If there’s no genuine pro-freedom candidate in your area - either an independent or someone from one of the legitimate pro-freedom parties (Heritage, Freedom Alliance, ADF) - then you can spoil your paper with a message. All such papers are read and recorded, and it is an important form of political protest. If you spoil your paper with a clear and direct message, then this cannot be misinterpreted by the establishment. If you simply don’t vote, they interpret this as you either being happy with things as they are, or too apathetic to go to the polling booth.

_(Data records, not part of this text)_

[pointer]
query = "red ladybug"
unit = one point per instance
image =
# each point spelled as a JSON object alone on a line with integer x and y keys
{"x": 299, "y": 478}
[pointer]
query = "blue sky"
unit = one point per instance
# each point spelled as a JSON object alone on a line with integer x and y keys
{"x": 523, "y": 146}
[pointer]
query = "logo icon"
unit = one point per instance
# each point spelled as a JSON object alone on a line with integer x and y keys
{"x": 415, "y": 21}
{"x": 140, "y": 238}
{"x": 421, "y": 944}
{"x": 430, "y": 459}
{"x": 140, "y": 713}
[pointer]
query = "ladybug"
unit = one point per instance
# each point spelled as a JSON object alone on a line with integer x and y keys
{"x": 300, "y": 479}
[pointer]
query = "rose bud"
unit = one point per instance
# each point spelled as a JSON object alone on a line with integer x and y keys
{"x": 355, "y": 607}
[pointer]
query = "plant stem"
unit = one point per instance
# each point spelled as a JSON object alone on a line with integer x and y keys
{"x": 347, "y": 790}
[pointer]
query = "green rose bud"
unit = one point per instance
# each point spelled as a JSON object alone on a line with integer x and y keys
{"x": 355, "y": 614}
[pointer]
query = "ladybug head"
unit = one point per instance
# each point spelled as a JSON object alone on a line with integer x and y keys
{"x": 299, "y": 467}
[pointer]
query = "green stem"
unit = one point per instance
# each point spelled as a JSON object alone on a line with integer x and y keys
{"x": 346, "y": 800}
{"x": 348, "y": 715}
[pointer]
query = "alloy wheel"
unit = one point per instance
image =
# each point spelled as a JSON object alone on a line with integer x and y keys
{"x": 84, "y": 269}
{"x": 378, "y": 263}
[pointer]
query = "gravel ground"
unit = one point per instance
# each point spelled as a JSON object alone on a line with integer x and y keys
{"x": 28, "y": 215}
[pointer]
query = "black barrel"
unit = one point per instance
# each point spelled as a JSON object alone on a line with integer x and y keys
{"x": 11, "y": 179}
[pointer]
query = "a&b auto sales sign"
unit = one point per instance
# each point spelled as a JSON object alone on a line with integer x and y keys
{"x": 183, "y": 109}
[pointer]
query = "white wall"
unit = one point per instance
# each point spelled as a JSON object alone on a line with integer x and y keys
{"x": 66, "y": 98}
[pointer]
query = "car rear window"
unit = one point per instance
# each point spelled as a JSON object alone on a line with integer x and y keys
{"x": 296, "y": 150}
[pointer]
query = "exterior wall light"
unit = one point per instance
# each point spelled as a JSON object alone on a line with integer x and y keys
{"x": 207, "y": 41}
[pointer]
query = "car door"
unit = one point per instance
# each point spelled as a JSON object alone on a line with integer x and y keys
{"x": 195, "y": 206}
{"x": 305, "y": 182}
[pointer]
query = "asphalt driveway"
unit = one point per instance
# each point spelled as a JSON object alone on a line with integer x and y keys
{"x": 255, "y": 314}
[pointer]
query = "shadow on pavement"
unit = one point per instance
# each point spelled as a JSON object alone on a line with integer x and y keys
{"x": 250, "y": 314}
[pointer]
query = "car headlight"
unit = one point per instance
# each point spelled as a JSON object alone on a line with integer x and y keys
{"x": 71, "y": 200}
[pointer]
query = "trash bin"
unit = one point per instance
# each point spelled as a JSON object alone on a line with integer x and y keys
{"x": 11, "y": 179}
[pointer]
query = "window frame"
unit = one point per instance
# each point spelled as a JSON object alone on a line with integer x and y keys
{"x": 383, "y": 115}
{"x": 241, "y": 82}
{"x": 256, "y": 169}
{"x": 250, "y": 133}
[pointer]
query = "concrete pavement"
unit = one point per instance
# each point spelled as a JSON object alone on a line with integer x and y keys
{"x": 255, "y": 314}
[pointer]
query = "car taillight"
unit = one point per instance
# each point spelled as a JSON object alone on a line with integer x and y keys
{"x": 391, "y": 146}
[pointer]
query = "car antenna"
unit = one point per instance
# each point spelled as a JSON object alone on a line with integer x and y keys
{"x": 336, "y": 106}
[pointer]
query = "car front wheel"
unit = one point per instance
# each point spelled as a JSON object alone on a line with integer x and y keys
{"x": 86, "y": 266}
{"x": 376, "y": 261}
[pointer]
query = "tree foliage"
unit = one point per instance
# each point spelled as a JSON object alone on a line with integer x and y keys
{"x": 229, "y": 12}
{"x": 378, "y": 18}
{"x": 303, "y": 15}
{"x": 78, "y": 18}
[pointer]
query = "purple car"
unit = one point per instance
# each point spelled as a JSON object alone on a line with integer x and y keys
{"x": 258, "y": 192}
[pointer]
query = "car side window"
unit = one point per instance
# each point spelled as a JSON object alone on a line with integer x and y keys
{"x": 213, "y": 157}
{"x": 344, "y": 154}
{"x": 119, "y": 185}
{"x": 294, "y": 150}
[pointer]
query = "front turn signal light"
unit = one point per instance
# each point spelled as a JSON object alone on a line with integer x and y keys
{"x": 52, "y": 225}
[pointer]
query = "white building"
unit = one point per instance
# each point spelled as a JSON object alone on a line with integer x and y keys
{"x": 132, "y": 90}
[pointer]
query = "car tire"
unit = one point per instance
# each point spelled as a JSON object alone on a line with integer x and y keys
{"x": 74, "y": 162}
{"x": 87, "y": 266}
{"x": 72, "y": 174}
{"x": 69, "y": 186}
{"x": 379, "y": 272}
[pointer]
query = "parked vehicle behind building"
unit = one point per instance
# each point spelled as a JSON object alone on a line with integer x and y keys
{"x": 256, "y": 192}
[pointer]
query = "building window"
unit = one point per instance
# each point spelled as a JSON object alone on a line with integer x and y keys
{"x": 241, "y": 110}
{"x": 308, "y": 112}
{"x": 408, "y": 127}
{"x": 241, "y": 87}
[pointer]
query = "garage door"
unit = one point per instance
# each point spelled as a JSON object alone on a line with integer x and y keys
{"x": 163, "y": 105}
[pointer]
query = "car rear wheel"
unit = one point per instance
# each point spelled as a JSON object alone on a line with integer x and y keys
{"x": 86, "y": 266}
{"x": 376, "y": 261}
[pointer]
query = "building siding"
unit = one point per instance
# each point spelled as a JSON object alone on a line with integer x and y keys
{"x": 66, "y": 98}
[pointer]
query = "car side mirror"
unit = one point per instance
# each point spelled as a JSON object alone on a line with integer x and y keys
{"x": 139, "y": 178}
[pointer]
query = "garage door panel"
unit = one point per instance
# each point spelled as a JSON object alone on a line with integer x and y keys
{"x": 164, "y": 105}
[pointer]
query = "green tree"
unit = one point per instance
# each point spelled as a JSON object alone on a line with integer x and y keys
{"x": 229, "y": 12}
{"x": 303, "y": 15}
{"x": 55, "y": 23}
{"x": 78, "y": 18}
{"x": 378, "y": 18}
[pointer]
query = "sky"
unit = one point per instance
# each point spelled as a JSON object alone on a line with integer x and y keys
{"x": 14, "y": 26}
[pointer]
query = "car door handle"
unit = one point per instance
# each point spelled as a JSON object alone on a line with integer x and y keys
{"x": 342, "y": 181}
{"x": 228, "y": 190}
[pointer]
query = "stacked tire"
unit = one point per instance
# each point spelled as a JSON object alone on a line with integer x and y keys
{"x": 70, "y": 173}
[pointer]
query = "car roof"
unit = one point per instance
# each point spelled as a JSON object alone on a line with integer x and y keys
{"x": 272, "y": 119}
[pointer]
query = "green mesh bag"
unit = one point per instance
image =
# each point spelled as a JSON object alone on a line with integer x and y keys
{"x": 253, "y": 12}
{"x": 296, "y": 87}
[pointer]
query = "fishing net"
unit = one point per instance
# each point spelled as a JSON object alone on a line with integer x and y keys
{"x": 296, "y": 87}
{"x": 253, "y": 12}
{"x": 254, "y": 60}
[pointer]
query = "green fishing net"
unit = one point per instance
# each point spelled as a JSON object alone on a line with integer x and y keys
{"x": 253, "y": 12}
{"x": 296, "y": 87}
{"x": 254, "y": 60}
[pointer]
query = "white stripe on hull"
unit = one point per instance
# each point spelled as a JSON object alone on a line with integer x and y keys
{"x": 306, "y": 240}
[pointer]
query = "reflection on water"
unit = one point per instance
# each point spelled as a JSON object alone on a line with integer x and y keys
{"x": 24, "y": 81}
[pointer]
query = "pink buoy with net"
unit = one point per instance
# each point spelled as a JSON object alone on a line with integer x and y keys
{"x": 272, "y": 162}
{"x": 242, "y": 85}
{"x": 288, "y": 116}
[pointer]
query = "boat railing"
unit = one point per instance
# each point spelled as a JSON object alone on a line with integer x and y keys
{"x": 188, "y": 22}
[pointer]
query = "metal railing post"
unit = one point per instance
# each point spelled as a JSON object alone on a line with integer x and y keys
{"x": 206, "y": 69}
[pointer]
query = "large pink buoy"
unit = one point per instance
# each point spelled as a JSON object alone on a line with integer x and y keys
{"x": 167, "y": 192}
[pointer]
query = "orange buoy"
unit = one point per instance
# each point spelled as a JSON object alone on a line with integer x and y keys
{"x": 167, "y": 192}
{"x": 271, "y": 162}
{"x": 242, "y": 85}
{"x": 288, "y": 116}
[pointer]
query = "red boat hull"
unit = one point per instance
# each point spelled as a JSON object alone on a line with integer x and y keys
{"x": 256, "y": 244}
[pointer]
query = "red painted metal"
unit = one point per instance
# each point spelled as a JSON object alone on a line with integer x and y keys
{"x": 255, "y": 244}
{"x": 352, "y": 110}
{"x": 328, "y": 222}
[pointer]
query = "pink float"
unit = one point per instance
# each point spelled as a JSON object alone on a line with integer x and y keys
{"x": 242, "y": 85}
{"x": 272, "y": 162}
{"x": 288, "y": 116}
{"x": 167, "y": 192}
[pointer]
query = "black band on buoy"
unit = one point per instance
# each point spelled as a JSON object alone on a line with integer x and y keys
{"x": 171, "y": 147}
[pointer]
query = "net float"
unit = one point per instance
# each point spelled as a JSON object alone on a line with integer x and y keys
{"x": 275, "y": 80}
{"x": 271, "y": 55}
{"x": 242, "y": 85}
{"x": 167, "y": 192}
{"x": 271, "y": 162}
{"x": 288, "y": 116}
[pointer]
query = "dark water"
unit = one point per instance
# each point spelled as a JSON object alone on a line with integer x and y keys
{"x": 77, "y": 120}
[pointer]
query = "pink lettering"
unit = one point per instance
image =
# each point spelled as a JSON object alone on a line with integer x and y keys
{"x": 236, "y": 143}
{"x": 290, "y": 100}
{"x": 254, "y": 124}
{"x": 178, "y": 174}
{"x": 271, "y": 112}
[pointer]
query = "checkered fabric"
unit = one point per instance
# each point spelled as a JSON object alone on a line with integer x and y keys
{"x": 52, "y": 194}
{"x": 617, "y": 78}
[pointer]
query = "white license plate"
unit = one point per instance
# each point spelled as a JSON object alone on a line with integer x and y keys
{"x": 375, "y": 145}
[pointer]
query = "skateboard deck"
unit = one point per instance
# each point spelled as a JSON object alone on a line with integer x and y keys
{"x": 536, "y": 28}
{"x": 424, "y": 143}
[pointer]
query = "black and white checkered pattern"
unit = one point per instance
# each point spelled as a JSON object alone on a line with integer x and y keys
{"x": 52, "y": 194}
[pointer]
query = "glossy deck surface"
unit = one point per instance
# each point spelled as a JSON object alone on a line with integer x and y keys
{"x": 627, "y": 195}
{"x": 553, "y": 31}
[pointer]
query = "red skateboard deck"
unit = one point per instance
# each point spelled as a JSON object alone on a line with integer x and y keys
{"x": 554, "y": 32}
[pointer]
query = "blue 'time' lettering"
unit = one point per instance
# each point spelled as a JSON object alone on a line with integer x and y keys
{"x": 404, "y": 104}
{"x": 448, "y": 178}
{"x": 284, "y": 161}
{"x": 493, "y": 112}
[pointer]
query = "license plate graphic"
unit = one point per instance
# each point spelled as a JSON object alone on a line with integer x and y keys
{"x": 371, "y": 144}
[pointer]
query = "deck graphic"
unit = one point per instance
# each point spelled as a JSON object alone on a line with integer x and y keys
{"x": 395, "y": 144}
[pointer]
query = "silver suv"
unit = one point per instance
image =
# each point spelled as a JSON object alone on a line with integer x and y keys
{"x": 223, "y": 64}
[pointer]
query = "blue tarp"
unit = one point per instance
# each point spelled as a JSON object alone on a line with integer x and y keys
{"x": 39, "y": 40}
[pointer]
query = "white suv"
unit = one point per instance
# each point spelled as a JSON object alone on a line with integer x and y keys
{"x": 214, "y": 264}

So please do take the time to pop in to your local polling station (you can find where it is here) next Thursday May 2nd, and, if you happen to live in the small council ward of Kirkburton in West Yorkshire, you can vote for me! There is also another pro-freedom Finch standing in Crosland Moor, and our friend Clare Holden is standing in Dalton. And all West Yorkshire residents can vote for Jonathan Tilt for mayor on the same day.
I will let you all know on May 4th how many votes we respectively receive, as all candidates can attend the count, to make sure there is no cheating, and where we outsiders are inevitably scowled at, muttered about, and ignored by the entire uniparty… and I got a very revealing insight into how politics really works the first time I attended the count in 2021, a spectacle that has been repeated every subsequent year:
There are always some Monster Raving Loony candidates in attendance, and when their number of votes are announced, all the other parties - Tory, Labour, Liberal and Green alike - cheer.
When the numbers for non-joke opposition, real independent candidates, are announced, however, they are met with stony silence.
The Monster Raving Loonies are, of course, an establishment release valve: an option for disaffected voters to feel they’re “making a statement” to show their disillusionment with the main parties, but an action which just goes into a neutralised dead-end. All the major parties know this, and appreciate the assistance the Loonies therefore give them in maintaining their monopoly, so they cheer (of course, the explicit inference of the Monster Raving Loonies is that anyone who doesn’t vote for one of the main parties is literally a lunatic).
There is no such jocular enthusiasm for real independent candidates, because we are a real threat, and they know it.
So it’s really not a case of “if voting made a difference they wouldn’t let us do it”, but rather, “if voting made a difference, they wouldn’t want us to do it” - and believe me, as a four-year veteran of the behind-the-scenes political pantomime, where I have been met with such hostility, I have almost literally been booed and hissed at - they really, really don’t.